Für letztgenannte Behauptung wird keinerlei Quelle genannt, insbesondere die Benennung der Vergleichsfakultäten fehlt. Sollten sich aber die Ausführungen des Senates auf den Bericht “Ausstattungs-, Kosten- und Leistungsvergleich Universitäten 2016 Kennzahlenergebnisse für die Länder” beziehen, so ist dieser Vergleich unseres Erachtens unzulässig. Es ist kein Zufall, dass viele der norddeutschen Vergleichsfakultäten in einschlägigen Rankings (vgl. https://www.lto-karriere.de/jura-studium/uni-ranking) regelmäßig untere Plätze belegen. Die Unterfinanzierung der anderen norddeutschen Fachbereiche darf nicht als Argument für die Legitimation der Unterfinanzierung des Fachbereichs der UHH herangezogen werden. Wir wagen zu behaupten, dass die rechtswissenschaftliche Fakultät der Universität Hamburg im Vergleich zu anderen herausragenden rechtswissenschaftlichen Fakultäten in Deutschland (LMU München, Universität Bayreuth) deutlich schlechter ausgestattet ist und stellen damit die Frage, ob eine “Exzellenzuniversität” wie die UHH sich nicht mit anderen “Exzellenzuniversitäten” messen lassen muss.

“Die drei Arbeitsgemeinschaften, die in den vergangenen Semestern im Hauptstudium des vierten und fünften Semesters angeboten wurden, werden im Sommersemester 2021 nicht angeboten (bis auf jeweils eine AG pro Vorlesung für Nebenfach- und LL.B.-Studierende), da sie nicht zum Pflicht-Curriculum gehören.”

Die Feststellung, dass die gestrichenen Arbeitsgemeinschaften nicht zum “Pflicht-Curriculum” gehören ist zwar formal korrekt, inhaltlich aber bedeutungslos, weil sie den Wert der AGs in der juristischen Ausbildung nicht angemessen berücksichtigt. Diese Äußerung verschleiert, dass die Inhalte der gestrichenen AGs selbstverständlich weiter zum Pflichtstoff im Examen gehören. Der Wegfall der AGs zwingt Studierende daher, noch mehr als ohnehin schon für private Repetitorien zu zahlen und fördert damit die Bildungsungerechtigkeit im Studiengang Rechtswissenschaft weiter!
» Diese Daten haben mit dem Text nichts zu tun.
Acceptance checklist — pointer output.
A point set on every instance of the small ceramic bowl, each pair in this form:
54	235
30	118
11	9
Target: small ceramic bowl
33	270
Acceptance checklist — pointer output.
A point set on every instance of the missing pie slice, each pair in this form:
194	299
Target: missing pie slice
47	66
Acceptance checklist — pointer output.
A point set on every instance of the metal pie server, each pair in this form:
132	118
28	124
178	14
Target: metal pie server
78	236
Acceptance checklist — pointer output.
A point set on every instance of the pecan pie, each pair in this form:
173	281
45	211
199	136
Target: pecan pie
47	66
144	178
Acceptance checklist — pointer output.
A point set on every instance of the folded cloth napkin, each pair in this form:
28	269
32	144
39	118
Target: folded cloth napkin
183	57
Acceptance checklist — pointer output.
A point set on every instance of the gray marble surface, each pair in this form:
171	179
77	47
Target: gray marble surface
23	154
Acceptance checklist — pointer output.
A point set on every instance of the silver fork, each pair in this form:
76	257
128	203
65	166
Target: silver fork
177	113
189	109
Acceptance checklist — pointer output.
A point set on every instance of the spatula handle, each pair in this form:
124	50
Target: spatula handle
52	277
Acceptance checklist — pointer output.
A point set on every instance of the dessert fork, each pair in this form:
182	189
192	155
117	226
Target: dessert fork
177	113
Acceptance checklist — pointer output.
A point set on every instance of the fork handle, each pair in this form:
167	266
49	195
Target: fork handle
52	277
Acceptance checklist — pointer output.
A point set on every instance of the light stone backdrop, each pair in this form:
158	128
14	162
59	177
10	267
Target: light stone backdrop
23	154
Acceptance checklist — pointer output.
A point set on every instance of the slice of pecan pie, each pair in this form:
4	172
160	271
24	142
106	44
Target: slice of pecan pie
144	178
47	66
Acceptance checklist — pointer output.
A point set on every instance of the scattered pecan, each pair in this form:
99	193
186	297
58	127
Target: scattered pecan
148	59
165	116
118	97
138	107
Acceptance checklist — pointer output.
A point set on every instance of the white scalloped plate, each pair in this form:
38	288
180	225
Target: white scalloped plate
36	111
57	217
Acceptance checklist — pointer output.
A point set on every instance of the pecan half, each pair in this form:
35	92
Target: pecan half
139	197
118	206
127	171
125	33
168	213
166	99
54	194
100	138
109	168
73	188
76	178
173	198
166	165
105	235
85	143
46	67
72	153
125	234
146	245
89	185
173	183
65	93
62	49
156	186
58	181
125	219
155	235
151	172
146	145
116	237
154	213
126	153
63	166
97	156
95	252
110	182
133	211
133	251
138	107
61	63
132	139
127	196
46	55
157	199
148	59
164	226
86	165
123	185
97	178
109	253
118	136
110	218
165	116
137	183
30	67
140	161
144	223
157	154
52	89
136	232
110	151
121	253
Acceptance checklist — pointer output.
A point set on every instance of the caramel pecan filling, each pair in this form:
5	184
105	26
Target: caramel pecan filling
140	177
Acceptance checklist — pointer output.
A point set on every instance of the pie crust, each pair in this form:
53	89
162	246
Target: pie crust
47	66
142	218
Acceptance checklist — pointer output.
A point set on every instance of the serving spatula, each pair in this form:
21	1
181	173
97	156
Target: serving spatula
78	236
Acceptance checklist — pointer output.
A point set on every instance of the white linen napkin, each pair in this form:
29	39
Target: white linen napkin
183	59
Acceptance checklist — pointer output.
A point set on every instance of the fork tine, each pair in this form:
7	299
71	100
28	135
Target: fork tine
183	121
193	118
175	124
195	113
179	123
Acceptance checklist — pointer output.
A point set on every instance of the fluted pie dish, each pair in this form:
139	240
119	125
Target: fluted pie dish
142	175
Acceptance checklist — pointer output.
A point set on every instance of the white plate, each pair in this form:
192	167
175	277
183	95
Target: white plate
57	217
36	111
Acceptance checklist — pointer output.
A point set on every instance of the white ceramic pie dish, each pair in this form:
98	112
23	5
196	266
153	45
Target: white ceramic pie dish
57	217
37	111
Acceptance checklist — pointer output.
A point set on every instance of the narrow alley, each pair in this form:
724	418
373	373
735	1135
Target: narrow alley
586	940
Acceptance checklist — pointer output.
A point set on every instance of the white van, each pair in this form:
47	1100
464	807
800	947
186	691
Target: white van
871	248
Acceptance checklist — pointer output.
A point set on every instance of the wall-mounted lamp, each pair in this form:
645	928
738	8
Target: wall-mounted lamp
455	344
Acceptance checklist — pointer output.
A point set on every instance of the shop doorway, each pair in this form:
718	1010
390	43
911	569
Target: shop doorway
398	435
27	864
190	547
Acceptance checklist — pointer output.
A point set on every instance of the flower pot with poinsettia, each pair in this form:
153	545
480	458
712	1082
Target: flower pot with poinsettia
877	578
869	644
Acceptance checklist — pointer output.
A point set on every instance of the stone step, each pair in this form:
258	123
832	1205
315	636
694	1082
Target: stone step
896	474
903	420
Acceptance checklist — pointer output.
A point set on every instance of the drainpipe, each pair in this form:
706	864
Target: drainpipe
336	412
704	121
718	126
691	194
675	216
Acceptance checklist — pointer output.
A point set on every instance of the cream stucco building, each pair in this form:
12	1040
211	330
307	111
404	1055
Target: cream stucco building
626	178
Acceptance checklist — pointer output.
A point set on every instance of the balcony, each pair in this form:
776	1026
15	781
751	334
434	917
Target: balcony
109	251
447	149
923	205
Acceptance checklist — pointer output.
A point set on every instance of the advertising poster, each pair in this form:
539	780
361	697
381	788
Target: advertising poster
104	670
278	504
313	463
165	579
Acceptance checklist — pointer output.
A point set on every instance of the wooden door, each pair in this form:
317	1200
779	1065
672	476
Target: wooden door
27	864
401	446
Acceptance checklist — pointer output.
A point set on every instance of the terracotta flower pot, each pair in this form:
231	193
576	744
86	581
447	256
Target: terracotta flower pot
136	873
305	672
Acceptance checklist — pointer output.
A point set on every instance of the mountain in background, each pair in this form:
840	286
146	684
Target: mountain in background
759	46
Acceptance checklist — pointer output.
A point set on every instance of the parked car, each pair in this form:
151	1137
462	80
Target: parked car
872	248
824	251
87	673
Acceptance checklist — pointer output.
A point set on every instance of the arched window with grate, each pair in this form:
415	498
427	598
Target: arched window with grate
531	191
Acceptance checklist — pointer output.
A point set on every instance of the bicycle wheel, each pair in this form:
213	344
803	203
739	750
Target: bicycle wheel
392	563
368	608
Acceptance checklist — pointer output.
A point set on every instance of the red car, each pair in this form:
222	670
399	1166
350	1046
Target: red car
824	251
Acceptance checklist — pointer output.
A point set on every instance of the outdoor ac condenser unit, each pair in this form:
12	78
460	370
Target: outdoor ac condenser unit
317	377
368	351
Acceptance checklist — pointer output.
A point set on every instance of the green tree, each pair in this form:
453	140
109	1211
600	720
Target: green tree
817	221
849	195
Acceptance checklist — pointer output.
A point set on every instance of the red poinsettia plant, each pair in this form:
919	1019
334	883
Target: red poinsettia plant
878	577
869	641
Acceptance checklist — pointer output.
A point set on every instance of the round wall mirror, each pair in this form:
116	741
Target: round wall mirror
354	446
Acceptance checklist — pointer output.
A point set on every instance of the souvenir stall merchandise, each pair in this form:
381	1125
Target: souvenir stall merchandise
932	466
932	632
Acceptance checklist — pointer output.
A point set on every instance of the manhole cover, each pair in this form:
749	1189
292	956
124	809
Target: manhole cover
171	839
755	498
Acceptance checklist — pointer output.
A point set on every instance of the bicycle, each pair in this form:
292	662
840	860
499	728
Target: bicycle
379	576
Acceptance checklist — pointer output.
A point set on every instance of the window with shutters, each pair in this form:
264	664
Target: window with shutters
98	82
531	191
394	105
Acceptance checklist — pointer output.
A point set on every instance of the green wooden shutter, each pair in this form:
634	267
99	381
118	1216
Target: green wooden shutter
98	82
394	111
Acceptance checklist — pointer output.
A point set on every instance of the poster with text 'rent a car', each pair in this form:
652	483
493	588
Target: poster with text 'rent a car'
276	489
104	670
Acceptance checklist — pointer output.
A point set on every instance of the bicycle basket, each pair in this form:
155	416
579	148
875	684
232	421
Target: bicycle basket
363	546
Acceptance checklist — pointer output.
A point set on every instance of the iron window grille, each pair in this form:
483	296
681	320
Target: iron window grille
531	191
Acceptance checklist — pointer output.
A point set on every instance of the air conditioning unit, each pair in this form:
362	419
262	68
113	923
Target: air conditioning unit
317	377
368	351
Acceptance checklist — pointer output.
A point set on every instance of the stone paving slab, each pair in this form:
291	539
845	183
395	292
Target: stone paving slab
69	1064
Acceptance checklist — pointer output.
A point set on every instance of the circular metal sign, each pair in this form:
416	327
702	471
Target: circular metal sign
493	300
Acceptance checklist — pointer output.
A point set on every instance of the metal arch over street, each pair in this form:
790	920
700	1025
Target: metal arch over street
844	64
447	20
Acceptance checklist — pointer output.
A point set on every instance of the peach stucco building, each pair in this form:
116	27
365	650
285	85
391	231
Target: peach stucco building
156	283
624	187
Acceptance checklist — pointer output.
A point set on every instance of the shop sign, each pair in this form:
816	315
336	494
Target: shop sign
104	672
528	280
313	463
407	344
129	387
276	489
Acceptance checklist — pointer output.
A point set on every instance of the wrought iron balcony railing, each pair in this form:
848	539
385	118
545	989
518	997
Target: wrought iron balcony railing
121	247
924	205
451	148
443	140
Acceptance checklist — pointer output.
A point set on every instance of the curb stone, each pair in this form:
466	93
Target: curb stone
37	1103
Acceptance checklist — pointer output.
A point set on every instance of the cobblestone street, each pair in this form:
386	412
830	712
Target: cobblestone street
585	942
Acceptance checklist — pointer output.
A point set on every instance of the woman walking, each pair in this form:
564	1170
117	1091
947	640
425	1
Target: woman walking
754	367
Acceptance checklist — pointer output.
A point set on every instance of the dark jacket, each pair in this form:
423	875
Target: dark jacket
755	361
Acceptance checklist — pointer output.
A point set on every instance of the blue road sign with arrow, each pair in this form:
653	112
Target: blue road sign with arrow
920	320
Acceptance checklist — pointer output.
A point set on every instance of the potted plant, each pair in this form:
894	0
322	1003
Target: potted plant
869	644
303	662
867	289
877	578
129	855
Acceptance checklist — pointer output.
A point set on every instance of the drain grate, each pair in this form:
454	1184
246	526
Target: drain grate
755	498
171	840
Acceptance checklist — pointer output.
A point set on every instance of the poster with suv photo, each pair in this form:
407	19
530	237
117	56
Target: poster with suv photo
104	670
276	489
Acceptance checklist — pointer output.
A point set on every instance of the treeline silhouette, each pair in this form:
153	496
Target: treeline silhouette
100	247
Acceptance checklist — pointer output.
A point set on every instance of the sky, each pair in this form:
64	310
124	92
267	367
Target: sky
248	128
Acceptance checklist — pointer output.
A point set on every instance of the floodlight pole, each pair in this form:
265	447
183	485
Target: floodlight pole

“Die zentrale Funktion von Arbeitsgemeinschaften ist die Einübung juristischer Falllösungstechnik. Es geht hier also nicht um die Vermittlung von Inhalten, sondern um die Einübung von Methodenkompetenz. Dies ist zu Beginn des Studiums weitaus wichtiger als in den Folgesemestern.”

Selbstverständlich geht es auch in den Arbeitsgemeinschaften um die Vermittlung von Inhalten, jede anderweitige Verlautbarung offenbart nur die vollkommene Praxisferne und Unkenntnis von Sinn und Funktion der Arbeitsgemeinschaften im rechtswissenschaftlichen Studium. Warum die Vermittlung dieser Inhalte und anwendungsorientierter Methodenkompetenz in den Folgesemestern weniger wichtig sein soll, ist im Hinblick auf das nahende Examen vollkommen unklar bis schlicht falsch. Das Gegenteil ist richtig, die Methodenkompetenz entwickelt sich über das ganze Studium und kann nicht allein durch die AGs im Grundstudium abgedeckt werden. Die Kürzung der AGs widerspricht damit modernen Erkenntnissen über das effektive Lernen, weil AGs einen wesentlichen Beitrag für den Wiederholungs-, Vertiefungs- und Anwendungsprozess leisten.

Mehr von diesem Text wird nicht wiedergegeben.